I was watching an Abbot and Costello movie not too long ago, and in it Costello was attempting at getting his barber license. Now, today, you generally go to barber shops to get haircuts, no? But in the movie, dating back to the 1940s, Costello was actually shaving the person. And it's not uncommon for barber shops today to offer a shave to their male customers, but it's certainly not common. This got me thinking: what if barber shops were originally meant for shaving purposes instead of cutting hair? Can I get to the bottom of this.
Well, ask yourself what the word 'barber' sounds like? Barbasol. Shaving cream. After looking it up a bit I found that, indeed, a barber is someone who shaves and/or cuts hair. The Latin word for 'beard' is actually 'BARBA', very similar to our barbers today. In our modern day, with the common use of 'safety razors', and the decreasing prevalence of beards, many barbers just specialize in cutting men's hair.
But another interesting point I found was that all the way back in medieval times, barbers were also used for surgery and dentistry. Pretty disgusting to imagine, right? Well, it's the truth. They'd pull teeth, let blood, lance boils, and even stick leeches on you to suck blood.
It's during these medieval times that the origin of the barbers' pole takes it's shape.

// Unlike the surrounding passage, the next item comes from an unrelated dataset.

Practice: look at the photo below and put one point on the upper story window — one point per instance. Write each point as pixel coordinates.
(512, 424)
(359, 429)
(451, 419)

You know, the winding white pole with the red and the (occasional) blue stripe, that twists so as to make it seem like the pole is moving upwards? Well, after a barber would do their surgeries or pulled out teeth, they would hang the bandages out to dry and the wind would make the bandage twist, red and white together. This became the symbol as to where you could find a barber. It stuck, and now it's one of those Strongly Entrenched Things!
I promised every day, no? It's still 8 minutes before 12!